Opinión
La mujer que vive abajo
«Y aunque de verdad cumpliese lo escrito, no estaría ayudando a esta mujer, sino lavando mi conciencia y encima haciéndolo delante de ustedes»
Llegó hace unos cinco años como suelen aparecer estas personas, sin preguntar y sin avisar. Un día, de repente, se instaló en la esquina entre Andalucía y Portugal, justo al lado del Covirán del chino. Tenía un perro mediano de color negro y la piel ... morena en invierno. También un sol tatuado en el omoplato y un pañuelo anudado a la cabeza.
No pide dinero ni da los buenos días. Tampoco habla con nadie. Bueno, miento, hace como que parlotea por teléfono, muchas veces sin batería, durante largos ratos y con un acento fino, diría que castellano. Si misteriosa es esta mujer, más aún lo es su interlocutor: que es un eco de ella misma.
Para pasar las noches se fue construyendo una suerte de tienda de campaña o capullo de oruga, como los pájaros hacen su nido, rama a rama, recogiendo retales de plástico, rafia, tela y cartón que fue juntando con cinta adhesiva de color negro y marrón. Una de tantas veces que pasé a su lado me di cuenta de que su perrito tenía un bulto en el lomo. Era un tumor que fue creciendo hasta formársele una suerte de joroba lateral: daba auténtica lástima ver a esa criatura.
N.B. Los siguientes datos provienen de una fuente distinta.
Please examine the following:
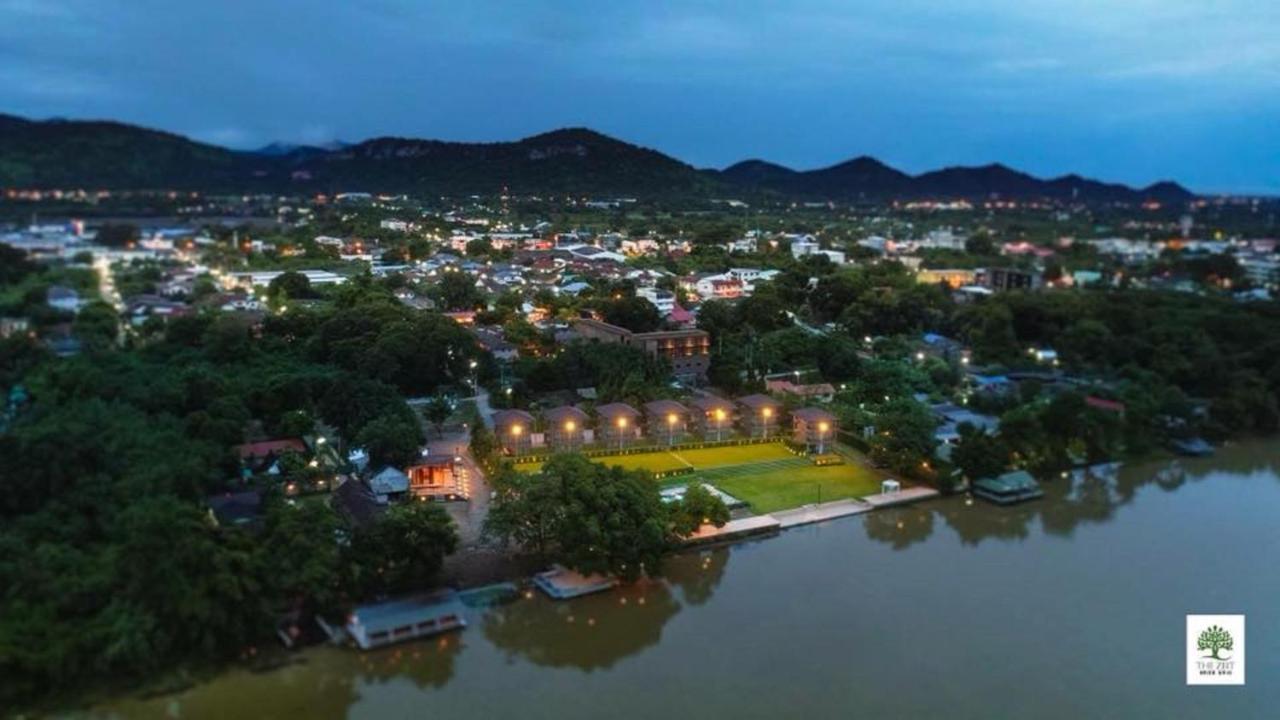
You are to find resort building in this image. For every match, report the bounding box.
[595,402,640,450]
[737,395,782,438]
[644,400,689,446]
[791,407,836,455]
[690,396,733,441]
[404,455,467,500]
[369,465,408,505]
[493,410,534,455]
[543,405,589,450]
[573,318,712,380]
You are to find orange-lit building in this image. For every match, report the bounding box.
[573,318,712,380]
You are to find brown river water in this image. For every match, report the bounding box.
[83,442,1280,720]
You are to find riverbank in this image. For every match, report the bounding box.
[79,441,1280,720]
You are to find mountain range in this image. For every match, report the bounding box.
[0,114,1194,204]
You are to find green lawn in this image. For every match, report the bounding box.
[516,442,795,473]
[672,459,883,512]
[517,443,883,512]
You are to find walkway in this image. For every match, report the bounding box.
[426,425,490,547]
[773,500,876,530]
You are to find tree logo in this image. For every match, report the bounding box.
[1196,625,1234,660]
[1187,615,1245,685]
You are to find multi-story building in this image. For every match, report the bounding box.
[573,318,712,380]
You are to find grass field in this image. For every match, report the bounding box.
[518,443,882,512]
[696,459,882,512]
[516,442,795,473]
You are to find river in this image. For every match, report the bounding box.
[88,443,1280,720]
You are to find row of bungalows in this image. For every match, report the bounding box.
[494,395,836,455]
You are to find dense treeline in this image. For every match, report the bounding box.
[0,272,476,702]
[955,291,1280,436]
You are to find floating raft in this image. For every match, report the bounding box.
[973,470,1044,505]
[1170,437,1213,457]
[534,565,618,600]
[347,591,467,650]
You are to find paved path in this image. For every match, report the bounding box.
[773,500,876,529]
[863,487,940,507]
[426,432,490,547]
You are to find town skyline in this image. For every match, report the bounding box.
[0,3,1280,193]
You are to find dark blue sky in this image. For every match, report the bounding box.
[0,0,1280,192]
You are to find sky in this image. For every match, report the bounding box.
[0,0,1280,193]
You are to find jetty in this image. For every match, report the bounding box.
[346,589,467,650]
[534,565,618,600]
[973,470,1044,505]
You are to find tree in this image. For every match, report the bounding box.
[72,301,120,350]
[259,502,343,612]
[356,414,422,468]
[485,454,675,579]
[435,273,484,310]
[422,395,453,437]
[266,270,312,300]
[349,502,458,596]
[672,482,730,537]
[603,295,662,333]
[1196,625,1235,660]
[951,423,1009,480]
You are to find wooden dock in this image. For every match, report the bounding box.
[685,515,782,546]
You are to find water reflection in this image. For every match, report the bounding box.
[484,580,680,671]
[863,506,933,550]
[360,632,466,689]
[483,548,730,671]
[663,547,730,606]
[863,443,1280,550]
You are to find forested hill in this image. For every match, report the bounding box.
[0,115,1192,202]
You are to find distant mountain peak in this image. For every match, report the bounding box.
[0,114,1193,202]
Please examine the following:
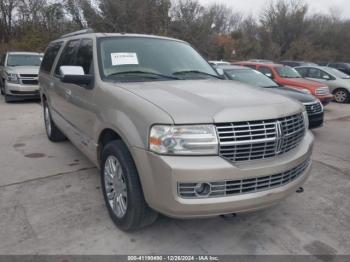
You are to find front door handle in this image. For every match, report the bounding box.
[65,88,72,96]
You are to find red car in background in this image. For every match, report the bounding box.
[233,62,333,105]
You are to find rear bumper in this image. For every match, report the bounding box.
[131,132,313,218]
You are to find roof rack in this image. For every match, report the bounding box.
[60,28,95,38]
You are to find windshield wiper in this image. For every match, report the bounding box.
[108,70,181,80]
[173,70,221,79]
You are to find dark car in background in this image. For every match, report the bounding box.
[216,65,324,128]
[327,63,350,75]
[280,60,317,67]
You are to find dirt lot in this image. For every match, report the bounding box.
[0,98,350,255]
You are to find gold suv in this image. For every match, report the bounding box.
[39,31,313,230]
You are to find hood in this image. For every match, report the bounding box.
[111,80,302,124]
[6,66,39,75]
[266,87,316,103]
[337,78,350,89]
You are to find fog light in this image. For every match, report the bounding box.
[194,183,210,196]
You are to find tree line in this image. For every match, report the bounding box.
[0,0,350,62]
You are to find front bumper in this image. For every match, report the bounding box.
[131,132,313,218]
[309,112,324,129]
[5,82,40,98]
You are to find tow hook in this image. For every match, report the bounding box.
[221,213,237,221]
[296,187,304,194]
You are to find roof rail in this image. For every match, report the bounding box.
[60,28,95,38]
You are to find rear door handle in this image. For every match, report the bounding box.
[65,88,72,96]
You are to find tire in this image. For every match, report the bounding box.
[333,88,350,103]
[101,140,158,231]
[43,101,67,143]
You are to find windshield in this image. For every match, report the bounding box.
[276,66,301,78]
[327,67,350,79]
[225,69,278,87]
[98,37,219,82]
[7,55,43,66]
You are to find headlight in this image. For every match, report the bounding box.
[303,110,309,130]
[301,89,312,95]
[7,73,19,84]
[149,125,218,155]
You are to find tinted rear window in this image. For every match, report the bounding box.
[40,42,62,73]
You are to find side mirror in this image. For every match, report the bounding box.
[265,73,273,79]
[215,68,226,79]
[60,66,92,86]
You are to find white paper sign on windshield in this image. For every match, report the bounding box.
[111,53,139,66]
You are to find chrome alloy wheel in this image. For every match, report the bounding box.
[44,105,52,136]
[335,90,347,103]
[104,156,128,218]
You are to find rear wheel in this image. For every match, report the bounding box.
[334,88,350,103]
[101,140,158,231]
[43,101,67,142]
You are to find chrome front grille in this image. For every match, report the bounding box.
[216,114,305,162]
[304,102,323,116]
[178,160,311,198]
[19,74,38,78]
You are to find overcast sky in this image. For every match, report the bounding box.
[199,0,350,18]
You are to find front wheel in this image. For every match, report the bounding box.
[334,88,350,103]
[101,140,158,231]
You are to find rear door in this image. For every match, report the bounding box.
[55,38,96,156]
[52,39,80,122]
[39,42,63,106]
[0,54,6,86]
[65,38,97,153]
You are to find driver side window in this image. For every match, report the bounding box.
[55,39,80,75]
[258,66,273,78]
[309,68,322,79]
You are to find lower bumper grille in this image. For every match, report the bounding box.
[22,80,39,85]
[178,160,311,198]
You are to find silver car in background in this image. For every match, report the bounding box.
[0,52,43,102]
Cuando el tumor era más grande que el animal, unas chicas de una protectora la convencieron para llevárselo. Por ella jamás vi que preguntara Servicios Sociales. Se quedó sola y como para pasar el luto se vino a pasar los días justo debajo de casa donde echaba de comer a las palomas. Por las noches volvía a su capullo. Pero una tarde de temporal la naturaleza brava arrasó con su guarida y se quedó los días de lluvia durmiendo a la intemperie.
Perdidos su perro y su hogar, se mudó al otro lado de nuestra casapuerta y allí hace apenas una semana empezó a construir de cero otro capullo para guarecerse. Cada cual tiene su manera particular de afrontar las pérdidas, y la mujer de abajo reacciona cambiándose de sitio.
Va para un lustro desde que se instaló, y para nosotros, los vecinos, sigue siendo un absoluto misterio. Ninguno sabemos nada de ella: ni su nombre, ni su vida anterior, ni por qué decidió instalarse en la parte nueva de una ciudad tan vieja. No habla con nadie, y a quien se le acerca lo despide con cajas destempladas.
¿Qué come? ¿Dónde carga el teléfono móvil? ¿Dónde se ducha? ¿Dónde hace sus necesidades? ¿Por qué si la miras al entrar en casa ella vuelve la mirada? ¿Con quién habla? ¿Qué piensa? ¿De dónde viene? ¿Cuál era su profesión? ¿Tiene hijos? ¿Estuvo casada? ¿De dónde saca el dinero? ¿Viven sus padres?
Dado su carácter extremadamente huraño, se ha establecido un pacto implícito entre «la mujer de abajo» y la vecindad: nosotros no la molestamos y ella no nos molesta a nosotros. Así cada vecino entra y sale del portal como si «la loca de abajo» fuese un banco o una señal de tráfico. La mujer invisible.
Dicen que los pactos hay que respetarlos y que son cosa de caballeros. Mas este acuerdo no escrito es un contrato de cobardía e inhumanidad, y una canallada. Y por mucho que esta mujer rechace de mala manera cualquier tipo de ayuda, no es motivo para retirarle la mano tendida.
Quedaría bien cerrar este artículo diciendo que esta noche le bajaré una manta, un termo con caldo, una fiambrera con pavo y dos polvorones, y que le desearé Feliz Navidad aunque ella me responda «Tu puta madre». Y aunque de verdad cumpliese lo escrito, no estaría ayudando a esta mujer, sino lavando mi conciencia y encima haciéndolo delante de ustedes. Un oportunismo pornográfico, al que muchos se entregan en estas fiestas.
Probablemente esta noche pase por al lado de ella como lo hago cada tarde cuando vuelvo de correr, mirando yo también para otro lado a causa de mi proverbial timidez. O no. En fin, yo sólo quería escribir de la mujer que vive abajo.